/ #ai #deep learning 

Best Practices for Multi-Node Training on ABCI with PyTorch

This article summarizes a simple method for conducting distributed training with ABCI which is the GPU cloud computing service by AIST. The following repository provides a simple example of training codes on ABCI with support for multi-node training.

https://github.com/yukara-ikemiya/abci-code-sample

Let’s use ABCI for training large-scale models

AI Bridging Cloud Infrastructure (ABCI) is the world’s first large-scale Open AI Computing Infrastructure, constructed and operated by National Institute of Advanced Industrial Science and Technology (AIST). (https://abci.ai/en/about_abci/)

How to use ABCI

Create a Python environment

ABCI supports the use of Singularity containers for building learning environments. There are several ways to build a Singularity container (SIF), but in my repository, scripts are provided for creating a Docker image first and then converting that image into a SIF file.

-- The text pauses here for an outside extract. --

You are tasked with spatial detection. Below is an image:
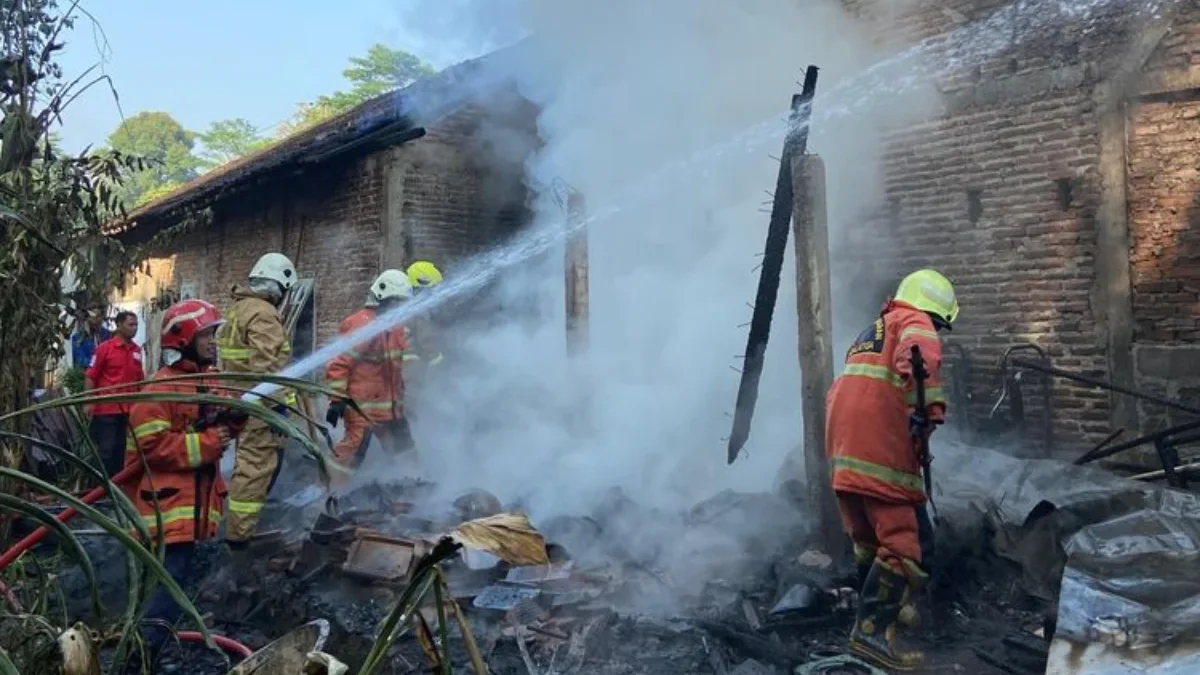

Once a SIF file is created, move it to any directory on ABCI and use it for running your training.

Prepare training codes

When conducting distributed training with PyTorch, it is common to write training codes using DistributedDataParallel (DDP). However, here, it is recommended to utilize HuggingFace Accelerate, which wraps DDP, allowing for a more straightforward implementation. This not only simplifies the codes but also helps prevent the introduction of potential bugs.

HuggingFace Accelerate

Model (simplest auto-encoder)

import torch
from torch import nn

class SimpleModule(nn.Module):
    def __init__(self, dim_in, dim_hidden):
        super().__init__()

        self.dim_in = dim_in
        self.dim_hidden = dim_hidden

        self.net = nn.Sequential(
            nn.Linear(self.dim_in, self.dim_hidden),
            nn.Linear(self.dim_hidden, self.dim_in)
        )

    def forward(self, x):
        return self.net(x)

Toy dataset

import numpy as np
import torch
from torch.utils.data import Dataset


class DummyDataset(Dataset):
    def __init__(self, dim:int, num_data:int=10000):
        super().__init__()
        self.dim = dim
        self.num_data = num_data
    
    def get_item(self, idx):
        data = np.linspace(0, idx, self.dim)
        return torch.from_numpy(data.astype(np.float32))

    def __len__(self):
        return self.num_data

    def __getitem__(self, idx):
        return self.get_item(idx)

Training code

import argparse

import torch
from torch.utils.data import DataLoader
from accelerate import Accelerator

from simple_module import SimpleModule
from dummy_dataset import DummyDataset

def get_args():
    parser = argparse.ArgumentParser()
    parser.add_argument("--bs", type=int, default=50, help="batch size")
    parser.add_argument("--lr", type=float, default=0.0001, help="learning rate")
    parser.add_argument("--amp", type=str, default='fp16', help="autmatic mixed precision")
    return parser.parse_args()

def main():
    args = get_args()

    # Initialize accelerator
    accelerator = Accelerator(mixed_precision=args.amp, split_batches=True)

    # Model
    model = SimpleModule(dim_in=1000, dim_hidden=100)

    # Dataset
    num_data = 10000
    dataset = DummyDataset(model.dim_in, num_data)
    dataloader = DataLoader(dataset, batch_size=args.bs, num_workers=4,
                            pin_memory=True, persistent_workers=True, shuffle=True)

    # Optimizer
    optimizer = torch.optim.Adam(model.parameters(), lr=args.lr, betas=[0.0, 0.99])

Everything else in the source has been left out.